I am estimating a multinomial logistic regression with random parameters. The model’s likelihood is unimodal and it has a 1-1 relationship with the parameters.
My goal is to estimate the same model with two different datasets. With one the model is fine, but with the other, some chains stabilize around an area that has a much worse likelihood:
likelihood per chain.pdf (45.9 KB)
What could prevent a chain from exploring better areas of the parameter space? My best guess is that it got stuck in a pathological region. The posterior is very close to -1 or 1 for some correlation elements and very close to zero for one variance (<lower=0>
).
Also, what’s the correct thing to do here? Should I pick better initial values?
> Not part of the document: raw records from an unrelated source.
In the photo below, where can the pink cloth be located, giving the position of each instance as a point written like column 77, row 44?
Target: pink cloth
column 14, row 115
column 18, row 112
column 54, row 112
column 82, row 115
I’m not very eager to make the priors even more informative, and I assume that the right thing to do isn’t just “tossing” the worse chain.
Here’s the Stan code:
data {
int<lower=1> N; // n of observations (number of individuals times number of choice scenarios per individual)
int<lower=1> I; // n of individuals
int<lower=2> J; // n of alternatives
int<lower=0> K; // n of choice covariates, random
int<lower=0> Kf; // n of choice covariates, not random
array[N] int<lower=1, upper=J> choices; // choice made for each observation
array[N] matrix[J, K] X; // choice covariates for each choice situation (random)
array[N] matrix[J, Kf] Xf; // choice covariates for each choice situation (not random)
array[N] int<lower=1, upper=I> task_individual; // for each choice situation N, who was the corresponding individual?
}
parameters {
vector[J - 1] alpha_raw; // J-1 free alphas, one alpha is always = 0
vector[K] beta; // choice covariates: mean of random betas
vector[Kf] beta_f; // choice covariates: non-random betas
matrix[I, J] z; // individual specific random effects
vector<lower=0>[K] var_xi; // SD of the random effects
cholesky_factor_corr[K] L_Xi_corr; // the cholesky factor of the correlation matrix of betas
}
transformed parameters {
vector[J] alpha = append_row(0, alpha_raw);
matrix[K,K] L_Xi = diag_pre_multiply(var_xi, L_Xi_corr);
}
model {
matrix[J,J] util_cov;
matrix[J,J] L_utilcov;
vector[J] curr_utility;
alpha_raw ~ normal(0, 2); // prior for alpha_raw
beta ~ normal(0, 2); // prior for beta
beta_f ~ normal(0, 2); // prior for beta
to_vector(z) ~ std_normal();
var_xi ~ normal(0, 2);
L_Xi_corr ~ lkj_corr_cholesky(1);
for (i in 1:N) {
util_cov = tcrossprod(X[i] * L_Xi);
L_utilcov = cholesky_decompose(add_diag(util_cov, rep_vector(1e-6, J)));
curr_utility = alpha + X[i] * beta + Xf[i] * beta_f + L_utilcov * z[task_individual[i]]';
target += categorical_logit_lpmf(choices[i] | curr_utility);
}
}
The L_utilcov
part is just the reduced form of the random utility (I talk about utility because I study consumers’ discrete choices, but I know it has other names):
The data have the following dimensions: N \approx 14,000, I \approx 2,000, J = 3, K = 6, K^f = 4.
Thanks a lot for your help!